Vocês estão preparados para a chegada da vacina?

Em relação à vacina, só para dar um exemplo para vocês, nós fomos convidados para participar do projeto da Coronavac  e, como todos os projetos, a gente começa de um jeito mais vagaroso, aprende-se muito, depois a gente abre oportunidade para todos os candidatos que são profissionais da saúde. De dezesseis centros, o Instituto, é o centro que mais voluntários para pesquisa contribuiu colaborando com a entrada de voluntários e correspondendo com a expectativa do Instituto Butantan em relação à finalização das análises para que a gente possa ter a vacina da forma mais rápida possível.

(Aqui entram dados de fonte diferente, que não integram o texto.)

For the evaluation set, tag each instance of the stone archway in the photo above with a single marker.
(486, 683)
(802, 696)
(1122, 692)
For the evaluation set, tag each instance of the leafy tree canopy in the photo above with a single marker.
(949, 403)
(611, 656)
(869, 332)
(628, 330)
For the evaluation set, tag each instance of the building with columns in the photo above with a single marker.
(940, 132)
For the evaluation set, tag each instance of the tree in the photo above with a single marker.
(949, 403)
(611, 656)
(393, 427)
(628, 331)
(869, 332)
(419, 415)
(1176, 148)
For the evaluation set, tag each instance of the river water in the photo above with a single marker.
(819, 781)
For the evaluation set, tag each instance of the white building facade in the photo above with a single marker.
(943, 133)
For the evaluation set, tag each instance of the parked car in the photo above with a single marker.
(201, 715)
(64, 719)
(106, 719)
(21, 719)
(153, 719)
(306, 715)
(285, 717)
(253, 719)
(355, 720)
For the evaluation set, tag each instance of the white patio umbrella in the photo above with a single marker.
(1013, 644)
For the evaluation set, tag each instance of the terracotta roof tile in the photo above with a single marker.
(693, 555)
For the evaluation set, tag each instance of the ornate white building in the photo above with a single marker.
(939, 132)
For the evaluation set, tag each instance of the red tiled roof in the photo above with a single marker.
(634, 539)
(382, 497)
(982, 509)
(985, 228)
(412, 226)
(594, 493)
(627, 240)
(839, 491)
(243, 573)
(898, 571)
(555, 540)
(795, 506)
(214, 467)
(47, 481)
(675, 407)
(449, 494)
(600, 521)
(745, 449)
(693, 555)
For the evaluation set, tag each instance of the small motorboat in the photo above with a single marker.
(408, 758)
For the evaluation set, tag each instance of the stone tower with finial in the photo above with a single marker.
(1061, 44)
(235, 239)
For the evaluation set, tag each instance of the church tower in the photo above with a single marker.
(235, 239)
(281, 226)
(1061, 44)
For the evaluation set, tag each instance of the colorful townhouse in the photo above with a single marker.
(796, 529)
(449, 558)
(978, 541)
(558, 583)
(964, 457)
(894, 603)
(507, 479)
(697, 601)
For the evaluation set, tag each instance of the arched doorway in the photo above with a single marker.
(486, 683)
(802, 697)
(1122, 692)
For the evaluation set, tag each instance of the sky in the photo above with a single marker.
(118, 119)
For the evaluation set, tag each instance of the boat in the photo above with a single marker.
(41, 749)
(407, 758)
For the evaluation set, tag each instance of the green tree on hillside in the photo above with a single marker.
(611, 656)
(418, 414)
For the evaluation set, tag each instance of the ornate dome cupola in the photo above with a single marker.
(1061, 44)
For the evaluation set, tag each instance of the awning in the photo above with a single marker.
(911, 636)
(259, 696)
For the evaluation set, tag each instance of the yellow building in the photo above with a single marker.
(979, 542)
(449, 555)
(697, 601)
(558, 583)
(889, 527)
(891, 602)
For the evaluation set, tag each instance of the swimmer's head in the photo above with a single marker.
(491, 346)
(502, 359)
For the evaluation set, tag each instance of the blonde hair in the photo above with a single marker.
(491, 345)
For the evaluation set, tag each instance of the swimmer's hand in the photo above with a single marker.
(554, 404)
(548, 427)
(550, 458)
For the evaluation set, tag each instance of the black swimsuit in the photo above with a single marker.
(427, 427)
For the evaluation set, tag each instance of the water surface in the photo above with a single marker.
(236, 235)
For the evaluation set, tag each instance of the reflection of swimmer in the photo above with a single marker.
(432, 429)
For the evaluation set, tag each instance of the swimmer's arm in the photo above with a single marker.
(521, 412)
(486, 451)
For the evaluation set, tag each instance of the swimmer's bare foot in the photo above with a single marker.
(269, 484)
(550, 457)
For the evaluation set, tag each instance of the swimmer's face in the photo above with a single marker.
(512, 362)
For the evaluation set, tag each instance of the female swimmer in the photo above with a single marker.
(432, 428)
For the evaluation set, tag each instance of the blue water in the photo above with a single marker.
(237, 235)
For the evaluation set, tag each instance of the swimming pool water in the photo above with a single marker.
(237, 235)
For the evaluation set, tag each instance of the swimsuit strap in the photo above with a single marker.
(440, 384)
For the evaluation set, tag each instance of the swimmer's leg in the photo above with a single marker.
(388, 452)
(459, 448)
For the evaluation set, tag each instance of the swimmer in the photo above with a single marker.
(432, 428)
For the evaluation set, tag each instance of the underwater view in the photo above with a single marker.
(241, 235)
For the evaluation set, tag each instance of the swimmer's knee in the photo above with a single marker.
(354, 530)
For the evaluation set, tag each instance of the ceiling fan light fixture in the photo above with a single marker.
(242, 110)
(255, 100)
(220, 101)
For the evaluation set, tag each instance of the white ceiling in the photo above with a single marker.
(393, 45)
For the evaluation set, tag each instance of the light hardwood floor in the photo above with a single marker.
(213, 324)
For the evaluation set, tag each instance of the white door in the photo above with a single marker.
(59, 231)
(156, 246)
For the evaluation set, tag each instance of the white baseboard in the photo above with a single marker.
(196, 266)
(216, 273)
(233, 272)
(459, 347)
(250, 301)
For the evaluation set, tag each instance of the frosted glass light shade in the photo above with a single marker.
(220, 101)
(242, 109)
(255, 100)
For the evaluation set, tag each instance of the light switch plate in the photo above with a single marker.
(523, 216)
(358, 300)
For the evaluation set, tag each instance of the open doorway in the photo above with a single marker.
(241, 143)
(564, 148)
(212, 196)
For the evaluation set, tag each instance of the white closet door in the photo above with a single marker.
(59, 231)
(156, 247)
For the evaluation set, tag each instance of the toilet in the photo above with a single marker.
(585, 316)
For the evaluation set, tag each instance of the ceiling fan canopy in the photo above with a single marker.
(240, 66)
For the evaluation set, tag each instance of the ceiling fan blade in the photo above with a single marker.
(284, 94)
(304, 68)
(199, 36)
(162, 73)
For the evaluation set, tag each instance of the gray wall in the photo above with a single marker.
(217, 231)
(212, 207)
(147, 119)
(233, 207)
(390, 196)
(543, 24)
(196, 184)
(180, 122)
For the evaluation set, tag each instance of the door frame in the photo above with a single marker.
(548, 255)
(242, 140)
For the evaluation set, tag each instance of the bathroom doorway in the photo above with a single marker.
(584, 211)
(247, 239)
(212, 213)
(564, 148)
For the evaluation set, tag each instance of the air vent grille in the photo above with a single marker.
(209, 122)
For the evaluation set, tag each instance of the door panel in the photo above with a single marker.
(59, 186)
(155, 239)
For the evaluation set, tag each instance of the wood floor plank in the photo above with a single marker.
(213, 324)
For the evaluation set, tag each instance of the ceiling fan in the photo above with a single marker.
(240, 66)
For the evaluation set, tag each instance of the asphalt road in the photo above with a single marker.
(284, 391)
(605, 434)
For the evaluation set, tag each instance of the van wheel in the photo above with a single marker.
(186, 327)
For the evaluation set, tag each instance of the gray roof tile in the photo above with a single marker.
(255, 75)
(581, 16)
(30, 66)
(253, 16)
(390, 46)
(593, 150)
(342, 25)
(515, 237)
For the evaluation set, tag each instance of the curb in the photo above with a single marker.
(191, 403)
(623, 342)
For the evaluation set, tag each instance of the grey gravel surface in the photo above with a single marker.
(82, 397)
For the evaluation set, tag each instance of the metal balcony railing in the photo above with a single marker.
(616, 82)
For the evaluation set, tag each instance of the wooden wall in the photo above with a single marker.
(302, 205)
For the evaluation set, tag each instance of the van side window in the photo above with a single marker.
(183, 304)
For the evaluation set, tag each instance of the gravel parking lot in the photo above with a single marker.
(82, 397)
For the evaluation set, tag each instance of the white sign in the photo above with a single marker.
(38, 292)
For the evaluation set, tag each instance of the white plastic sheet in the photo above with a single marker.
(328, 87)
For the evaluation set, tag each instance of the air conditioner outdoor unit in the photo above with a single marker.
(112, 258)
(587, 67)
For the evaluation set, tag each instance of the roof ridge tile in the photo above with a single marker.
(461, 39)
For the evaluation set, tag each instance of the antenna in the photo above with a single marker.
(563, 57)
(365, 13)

De quantas pessoas estamos falando?

Estamos falando em 1.430 voluntários. É o centro no Brasil com maior número de participantes, com maior número de pessoas acima de 60 anos ou mais participando do projeto. Isto você constrói com muita dedicação, com muito trabalho, com muita entrega. Contatos diários, cem, cento e cinquenta contatos diários para saber como está o estado de saúde de todos os voluntários. É esse o trabalho que o Emílio Ribas faz e que as pessoas não falam, não comentam.

O que a equipe do Emílio aprendeu nesta pandemia?

Eu queria finalizar dizendo da importância de nós trabalharmos juntos. Eu digo, trabalharmos juntos, a gestão que ocorre dentro do Emílio Ribas é uma gestão participativa. Temos espaço para todas as áreas. A gestão do hospital não é feita apenas para os médicos, obviamente é uma parte importante. Mas nós temos uma gestão que se preocupa com todos os funcionários. Nós temos uma medicina do trabalho que cuida muito bem da saúde de quem cuida. Esse trabalho, muitas vezes não aparece. Por que não falta insumo na farmácia, no almoxarifado? Porque tem toda uma equipe por trás, trabalhando, orquestrada, em busca da agilidade na aquisição. No momento em que nós tivemos muita dificuldade do fornecimento de vários insumos – voltando nos meses de maio, junho, julho, quando foi muito difícil – conseguimos manter todo esse esforço dentro do hospital, e a gente conseguiu manter o hospital para chegar neste momento agora, sem que as condições de trabalho sejam as ideais. Este trabalho é um trabalho que fazemos de porta aberta, a Dra. Marta poderia facilmente nos procurar para tirar todas as dúvidas. Nós nos comunicamos, são feitas postagens atualizando sempre os movimentos que nós fazemos. Então, eu só peço, aproveito agora este momento para dar oportunidade para essas pessoas. Nos procurem, é muito mais fácil vocês olharem de maneira crítica a instituição e vocês dividirem conosco a oportunidade de melhorias, do que nós termos que dar respostas desta maneira a essas questões como nós estamos fazendo agora. A gente trabalha de porta aberta o tempo todo. Eu sou remanescente da mesma equipe da Dra. Marta Ramalho. Eu sou residente assim como ela, eu fiz minha vida toda dentro do hospital. Então, nós queremos o futuro da instituição de maneira muito parecida. Por que a gente não pode construir isso juntos? Este é um apelo que eu faço: nos procure. Todos são ouvidos e serão ouvidos.